Jet Lag and exhaustion is combated by hydrating yourself heavily both during and after the flight. Drink often and only bottled water. It is readily available throughout Africa and innexpensive.
Most lodges/hotels will also provide complimentary bottle per person per room.
There are plenty of Vervets, these black faced monkeys that hang around the lodge on the trees, roof and anywhere close to the hotel guests because their objective is to pinch food & anything they can carry. You have to watch for your stuff e.g sunglasses, small bags. They also go through garbage bins and toss the contents out.
If you happen to be walking or sitting under the trees at the lodge, watch out for the Vervets that freely pee from the branches. While they may look cute, they can be dangerous as well because they will attack when provoked. They are quite daring as well, some even came up to me and waited for me to give them something but you are advised not to.
Use only bottled water to brush your teeth!

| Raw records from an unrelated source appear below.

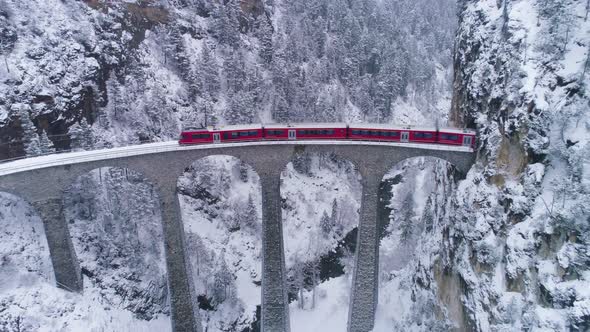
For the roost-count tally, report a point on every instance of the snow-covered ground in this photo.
(27, 164)
(321, 201)
(221, 204)
(29, 299)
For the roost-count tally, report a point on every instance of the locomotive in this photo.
(328, 131)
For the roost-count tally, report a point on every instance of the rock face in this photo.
(137, 71)
(517, 238)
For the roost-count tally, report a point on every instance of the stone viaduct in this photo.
(43, 188)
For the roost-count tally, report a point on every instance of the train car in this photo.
(240, 133)
(409, 134)
(451, 136)
(195, 136)
(333, 131)
(305, 131)
(374, 132)
(222, 134)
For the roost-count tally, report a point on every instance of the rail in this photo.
(74, 157)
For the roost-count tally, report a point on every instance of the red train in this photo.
(331, 131)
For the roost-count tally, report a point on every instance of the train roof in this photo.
(409, 127)
(232, 127)
(330, 125)
(305, 125)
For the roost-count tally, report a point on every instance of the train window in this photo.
(449, 137)
(422, 135)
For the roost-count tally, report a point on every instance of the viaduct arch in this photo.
(43, 188)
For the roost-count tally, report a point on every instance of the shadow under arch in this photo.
(24, 250)
(114, 221)
(321, 201)
(414, 201)
(221, 206)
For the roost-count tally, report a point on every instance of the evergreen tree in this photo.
(209, 73)
(326, 224)
(251, 214)
(81, 136)
(264, 35)
(46, 144)
(30, 137)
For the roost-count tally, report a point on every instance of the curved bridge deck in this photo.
(42, 181)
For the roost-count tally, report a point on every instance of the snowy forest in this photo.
(505, 247)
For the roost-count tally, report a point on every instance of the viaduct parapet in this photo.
(44, 188)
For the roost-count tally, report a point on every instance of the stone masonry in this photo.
(44, 188)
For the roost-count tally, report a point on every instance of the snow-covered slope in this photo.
(98, 73)
(30, 301)
(520, 227)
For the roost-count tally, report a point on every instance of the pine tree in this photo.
(326, 224)
(81, 136)
(30, 137)
(251, 214)
(264, 35)
(209, 71)
(46, 144)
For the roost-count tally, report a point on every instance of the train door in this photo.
(405, 137)
(467, 140)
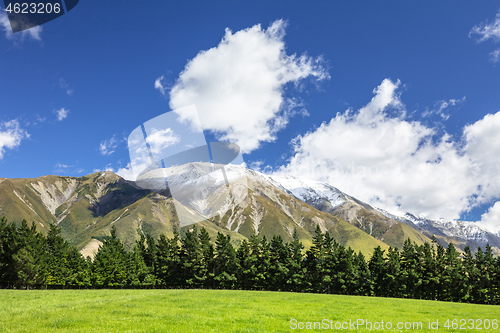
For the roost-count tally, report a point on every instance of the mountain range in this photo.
(87, 207)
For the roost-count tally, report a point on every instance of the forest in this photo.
(30, 259)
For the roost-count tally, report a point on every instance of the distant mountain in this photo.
(460, 233)
(86, 207)
(329, 199)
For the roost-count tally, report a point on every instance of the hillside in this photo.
(87, 207)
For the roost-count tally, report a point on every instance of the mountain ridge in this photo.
(86, 208)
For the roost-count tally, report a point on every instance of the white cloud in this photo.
(239, 86)
(491, 219)
(107, 147)
(65, 86)
(402, 165)
(11, 135)
(33, 33)
(62, 113)
(441, 108)
(489, 31)
(126, 173)
(159, 85)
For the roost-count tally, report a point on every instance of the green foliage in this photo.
(28, 259)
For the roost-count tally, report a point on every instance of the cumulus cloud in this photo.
(159, 85)
(387, 160)
(239, 86)
(442, 107)
(107, 147)
(33, 33)
(491, 219)
(488, 31)
(11, 135)
(61, 114)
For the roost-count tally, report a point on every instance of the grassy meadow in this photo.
(220, 311)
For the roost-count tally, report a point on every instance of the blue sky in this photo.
(393, 102)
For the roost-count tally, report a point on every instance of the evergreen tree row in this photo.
(29, 259)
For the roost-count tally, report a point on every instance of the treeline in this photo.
(29, 259)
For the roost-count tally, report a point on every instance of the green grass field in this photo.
(220, 311)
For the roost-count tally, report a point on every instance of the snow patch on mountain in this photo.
(310, 191)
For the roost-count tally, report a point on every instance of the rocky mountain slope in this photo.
(87, 207)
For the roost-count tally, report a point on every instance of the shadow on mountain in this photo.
(119, 195)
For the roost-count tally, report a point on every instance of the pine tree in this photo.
(391, 279)
(295, 263)
(278, 270)
(110, 263)
(376, 265)
(207, 265)
(225, 266)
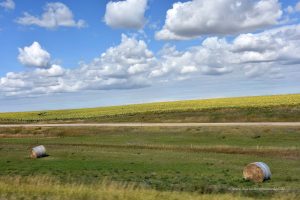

Do not rinse your mouth out with tap water. Although lodges will tell you that some of their systems utilize filtration methods to get their water, don't trust it.
A bad case of dysentary will quickly ruin your vacation! Best to be safe than sorry.
NOTE: Once inside the park, you're not allowed to leave your vehicle meaning that if you're in a group of people and you suddenly have the "urge" you will have no place to go other than your pants.
Groups look down upon a driver having to make a hurried turn around and rush back to the lodge because of ONE person's carelessness to heed such a simple warning - especially if you're in the process of watching lions feed in the wild!
You're liable to be sacrificed to the beasts! he he he.
The horns stared and stared! Thinking about what to do. What it did was, take flight! The
Buffalo just got spooked! Must of been our:
WHITE-RHINO! Kick up that dust!!!!!
You want to be in your truck when your this close!
We were told not to simply photograph the Maasai people while we were in Kenya. This had something to do with their customs. However, when you make a visit to the Maasai Village and AFTER paying, you are allowed to take as many pictures as you like.
We saw a Maasai at a rest stop once and my friend wanted to take a picture with him but wasn't able to unless my friend paid him
A great part of the park is dry, for a long time of the year. This means you will se dust devils werever you look, and everything you touch is dusty. Be sure you shield your camera for the sand and the dust, it can cause serious problems. Also it is wise to wear sunglasses to protect your eyes for the sun and the dust.
Don't feel unhappy because your clothes are dusty, everybody has the same trouble and washing them will only help for a short period.
Be very soft and slow around these animals.
Show respect and space. If they want to get near you. They will. Your driver should know what to do, and what to watch for!